The reason Emma Lee and Elvis live in Brooklyn, is, in short, paint. Sure, there’s plenty other reasons to call New York home… friends, a pretty decent writing gig, East River State Park, running to the Hudson early in the morning, sculpture and the constant possibility that Something Magnificent Will Happen Any Minute… but really, painting brought Emma Lee to Brooklyn in the first place (a gig at the Metropolitan), and it has kept them here.
So what’s doing in California? If painting were out of the equation, she could be living somewhere as far flung as Uptown Port Townsend right now, definetely within spitting of the Pacific. But art and culture do matter these days, so Emma Lee and Elvis went scouting on their trip out west to see what’s doing in San Fransicso. Here’s what they found.
The New Acadmey of Sciences, across the street from their dear DeYoung. It was overrun with six year olds (Elvis recommends knee pads and shin guards both), but the amazonian biosphere was splendid, as was the green green roof. The scuba diver was exciting, and the penguin demo adorable, but the underground aquarium had already sprung a leak and made all parties want to breath into a paper bag.

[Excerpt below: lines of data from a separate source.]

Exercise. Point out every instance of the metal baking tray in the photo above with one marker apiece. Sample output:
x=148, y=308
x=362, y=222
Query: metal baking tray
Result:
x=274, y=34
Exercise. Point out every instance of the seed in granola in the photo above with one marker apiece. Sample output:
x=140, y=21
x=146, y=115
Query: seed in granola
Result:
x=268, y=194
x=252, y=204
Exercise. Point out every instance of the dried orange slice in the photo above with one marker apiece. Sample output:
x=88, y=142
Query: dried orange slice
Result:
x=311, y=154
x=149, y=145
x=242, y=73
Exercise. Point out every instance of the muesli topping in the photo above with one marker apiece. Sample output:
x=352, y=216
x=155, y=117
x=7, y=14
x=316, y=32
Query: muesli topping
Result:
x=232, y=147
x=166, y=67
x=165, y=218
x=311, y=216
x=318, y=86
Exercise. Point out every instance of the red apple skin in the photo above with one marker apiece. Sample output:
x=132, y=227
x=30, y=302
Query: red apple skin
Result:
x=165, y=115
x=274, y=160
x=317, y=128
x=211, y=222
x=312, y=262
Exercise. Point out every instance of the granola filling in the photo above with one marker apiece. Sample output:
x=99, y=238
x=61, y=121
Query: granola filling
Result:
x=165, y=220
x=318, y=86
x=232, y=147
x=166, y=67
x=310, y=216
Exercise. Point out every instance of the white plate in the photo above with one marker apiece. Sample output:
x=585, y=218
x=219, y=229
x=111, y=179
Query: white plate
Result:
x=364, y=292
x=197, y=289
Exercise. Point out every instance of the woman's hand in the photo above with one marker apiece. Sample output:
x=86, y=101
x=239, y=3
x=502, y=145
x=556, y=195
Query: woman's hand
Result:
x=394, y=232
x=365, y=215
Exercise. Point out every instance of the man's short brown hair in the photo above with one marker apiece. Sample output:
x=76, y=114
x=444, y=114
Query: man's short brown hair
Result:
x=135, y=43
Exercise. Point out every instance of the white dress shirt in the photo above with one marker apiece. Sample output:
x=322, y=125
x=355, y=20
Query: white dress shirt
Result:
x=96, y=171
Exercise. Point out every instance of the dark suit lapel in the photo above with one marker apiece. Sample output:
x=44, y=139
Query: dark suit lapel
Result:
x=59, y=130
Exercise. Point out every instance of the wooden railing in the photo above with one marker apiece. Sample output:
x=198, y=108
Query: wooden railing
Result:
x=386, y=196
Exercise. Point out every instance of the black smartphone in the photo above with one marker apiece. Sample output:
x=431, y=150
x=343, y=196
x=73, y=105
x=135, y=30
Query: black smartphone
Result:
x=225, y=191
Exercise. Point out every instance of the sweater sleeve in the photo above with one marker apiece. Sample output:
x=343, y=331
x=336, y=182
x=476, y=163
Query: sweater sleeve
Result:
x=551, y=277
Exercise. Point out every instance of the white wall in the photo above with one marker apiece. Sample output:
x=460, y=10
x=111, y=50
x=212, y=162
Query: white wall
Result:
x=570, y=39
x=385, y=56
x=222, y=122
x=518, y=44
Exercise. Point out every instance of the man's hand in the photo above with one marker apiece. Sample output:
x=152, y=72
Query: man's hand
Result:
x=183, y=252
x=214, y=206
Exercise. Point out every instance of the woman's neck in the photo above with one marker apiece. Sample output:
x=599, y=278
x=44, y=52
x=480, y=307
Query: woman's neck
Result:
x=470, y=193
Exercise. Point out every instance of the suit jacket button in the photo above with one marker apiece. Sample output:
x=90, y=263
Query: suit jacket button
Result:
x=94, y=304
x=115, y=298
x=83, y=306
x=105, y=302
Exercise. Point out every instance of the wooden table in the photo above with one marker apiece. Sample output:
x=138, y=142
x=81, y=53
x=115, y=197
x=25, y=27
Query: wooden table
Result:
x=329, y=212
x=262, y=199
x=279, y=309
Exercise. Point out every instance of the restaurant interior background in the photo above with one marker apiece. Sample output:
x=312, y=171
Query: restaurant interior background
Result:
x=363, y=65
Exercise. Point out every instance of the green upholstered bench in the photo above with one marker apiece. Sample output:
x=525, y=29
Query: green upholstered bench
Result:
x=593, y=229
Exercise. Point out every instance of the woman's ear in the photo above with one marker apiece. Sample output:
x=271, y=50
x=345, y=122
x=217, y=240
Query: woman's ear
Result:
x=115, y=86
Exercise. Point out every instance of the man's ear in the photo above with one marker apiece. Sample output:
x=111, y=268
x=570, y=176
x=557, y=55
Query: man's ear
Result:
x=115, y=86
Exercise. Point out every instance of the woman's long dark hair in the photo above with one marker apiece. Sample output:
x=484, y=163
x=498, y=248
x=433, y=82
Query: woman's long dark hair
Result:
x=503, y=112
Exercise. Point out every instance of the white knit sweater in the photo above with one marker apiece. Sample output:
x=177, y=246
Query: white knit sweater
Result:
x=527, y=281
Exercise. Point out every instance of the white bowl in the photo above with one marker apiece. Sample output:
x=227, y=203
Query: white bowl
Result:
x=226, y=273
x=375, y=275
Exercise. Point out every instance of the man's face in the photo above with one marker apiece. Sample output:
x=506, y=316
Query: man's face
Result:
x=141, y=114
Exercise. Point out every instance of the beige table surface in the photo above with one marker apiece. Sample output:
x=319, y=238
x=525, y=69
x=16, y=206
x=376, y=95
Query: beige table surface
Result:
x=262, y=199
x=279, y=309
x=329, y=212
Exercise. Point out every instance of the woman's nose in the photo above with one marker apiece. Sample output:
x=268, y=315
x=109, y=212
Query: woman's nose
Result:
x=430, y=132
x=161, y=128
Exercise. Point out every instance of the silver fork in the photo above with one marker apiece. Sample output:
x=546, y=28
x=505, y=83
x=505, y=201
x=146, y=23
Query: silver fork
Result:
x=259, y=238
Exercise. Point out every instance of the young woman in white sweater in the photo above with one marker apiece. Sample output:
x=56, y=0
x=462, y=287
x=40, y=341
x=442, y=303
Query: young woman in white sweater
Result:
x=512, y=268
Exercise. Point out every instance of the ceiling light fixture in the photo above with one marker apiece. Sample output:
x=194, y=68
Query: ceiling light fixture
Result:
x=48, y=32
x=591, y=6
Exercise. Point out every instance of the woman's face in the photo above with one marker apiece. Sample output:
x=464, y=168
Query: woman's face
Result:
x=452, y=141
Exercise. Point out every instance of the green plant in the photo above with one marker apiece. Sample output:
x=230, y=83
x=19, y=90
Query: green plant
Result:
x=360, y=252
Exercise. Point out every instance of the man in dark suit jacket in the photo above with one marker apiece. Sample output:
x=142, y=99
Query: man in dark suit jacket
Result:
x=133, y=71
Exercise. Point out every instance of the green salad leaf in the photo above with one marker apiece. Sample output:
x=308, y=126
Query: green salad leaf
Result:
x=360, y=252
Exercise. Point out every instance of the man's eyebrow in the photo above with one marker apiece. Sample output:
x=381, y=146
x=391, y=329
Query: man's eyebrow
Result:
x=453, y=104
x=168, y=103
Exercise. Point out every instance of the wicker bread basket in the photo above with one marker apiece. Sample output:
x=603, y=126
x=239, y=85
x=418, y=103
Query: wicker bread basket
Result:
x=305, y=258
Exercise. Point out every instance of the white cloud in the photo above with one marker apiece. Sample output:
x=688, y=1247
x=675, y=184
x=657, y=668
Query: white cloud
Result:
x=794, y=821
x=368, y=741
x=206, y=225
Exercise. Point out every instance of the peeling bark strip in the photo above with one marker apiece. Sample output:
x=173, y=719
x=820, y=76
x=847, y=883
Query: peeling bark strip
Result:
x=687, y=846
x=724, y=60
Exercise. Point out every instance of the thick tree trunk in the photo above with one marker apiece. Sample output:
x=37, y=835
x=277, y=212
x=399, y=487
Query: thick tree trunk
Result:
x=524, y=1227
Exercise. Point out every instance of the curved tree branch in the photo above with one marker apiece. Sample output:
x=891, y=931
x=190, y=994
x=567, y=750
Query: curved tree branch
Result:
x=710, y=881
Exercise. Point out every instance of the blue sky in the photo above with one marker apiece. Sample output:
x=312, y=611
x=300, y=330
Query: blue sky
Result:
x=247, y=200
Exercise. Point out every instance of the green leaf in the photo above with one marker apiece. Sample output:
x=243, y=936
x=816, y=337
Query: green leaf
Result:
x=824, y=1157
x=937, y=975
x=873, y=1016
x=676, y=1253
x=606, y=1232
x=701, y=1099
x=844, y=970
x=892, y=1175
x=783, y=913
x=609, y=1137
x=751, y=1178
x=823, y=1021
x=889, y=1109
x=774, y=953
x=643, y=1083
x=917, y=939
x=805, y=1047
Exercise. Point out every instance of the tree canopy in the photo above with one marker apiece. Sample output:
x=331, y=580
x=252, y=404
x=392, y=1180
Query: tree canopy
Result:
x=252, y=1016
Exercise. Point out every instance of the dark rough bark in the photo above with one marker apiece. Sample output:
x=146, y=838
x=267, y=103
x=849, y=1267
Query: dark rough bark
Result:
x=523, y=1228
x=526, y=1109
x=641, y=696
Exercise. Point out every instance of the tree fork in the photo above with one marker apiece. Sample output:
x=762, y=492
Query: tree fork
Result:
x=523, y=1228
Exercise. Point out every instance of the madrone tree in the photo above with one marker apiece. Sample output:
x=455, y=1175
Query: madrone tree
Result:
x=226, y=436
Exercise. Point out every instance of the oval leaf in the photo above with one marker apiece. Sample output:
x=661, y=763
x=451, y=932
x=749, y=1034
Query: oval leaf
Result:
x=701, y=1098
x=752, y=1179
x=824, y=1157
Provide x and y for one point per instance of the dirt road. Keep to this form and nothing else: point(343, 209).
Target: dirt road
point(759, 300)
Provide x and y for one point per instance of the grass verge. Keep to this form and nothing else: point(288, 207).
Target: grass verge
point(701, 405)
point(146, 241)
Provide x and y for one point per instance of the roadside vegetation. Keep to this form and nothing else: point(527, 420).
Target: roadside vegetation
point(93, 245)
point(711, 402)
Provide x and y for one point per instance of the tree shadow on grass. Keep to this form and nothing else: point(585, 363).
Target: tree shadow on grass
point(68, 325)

The manta ray the CAS touted wasn’t near as cool as the one that Elvis, Emma Lee and the Little FIsh saw a few days later at the Albany Bowl. Nature in Nature! Or rather, Nature eating the slime off a pile of earthquake-refuse-cum-peninsula dotted with a varietal of all-but-burned effigies that reminded Elvis of Burning Man, man.

Speaking of art made of trash, the best stuff Elvis saw at the gallery buidling at 49 Geary was on the second floor, the Jeremy Mora show at Mark Wolfe Contemporary. It was a step away from Isaac Brock’s tiny cities made of ashes…little paper homes, perched precarious atop on rocky outcrops of Styrofoam and assorted crap. In gallery light, the hard wax still looked slick, threatening like some paraffin mud slide to return the tiny TIms —and us with them—to the muck that the tiny structures had risen above. It’s more than minitature that made Mora enjoyable, his humor made them right, warts and all. The glitter and gold helped.

Elvis visited SFMoMA and the Bay Area Now 5 at Yerba Buena. At both institutions, his stocks stayed firmly around his ankles, his laces tightly knotted. Just around the corner, however, Elvis just about lost his shit for the Xanadu Foundation. The international folk art gallery is fine and good, but it is housed in the original Morris Gift Shop, the 1948 Frank Lloyd Write building that followed its big brother Guggenheim into a spiral-ramped, circle-windowed world of architectural goodness.

The verdict? LACMA is an hour twenty away by plane, and had enough of the paint that Elvis thought he could find his art fix out west. But in the meantime, he’s going to go to an architectural league lecture tonight, the editions/art book fair this weekend. He’s going to dress up as a great white shark for Halloween, check out the Montebello tribute show, and be thankful that he lives in Brooklyn.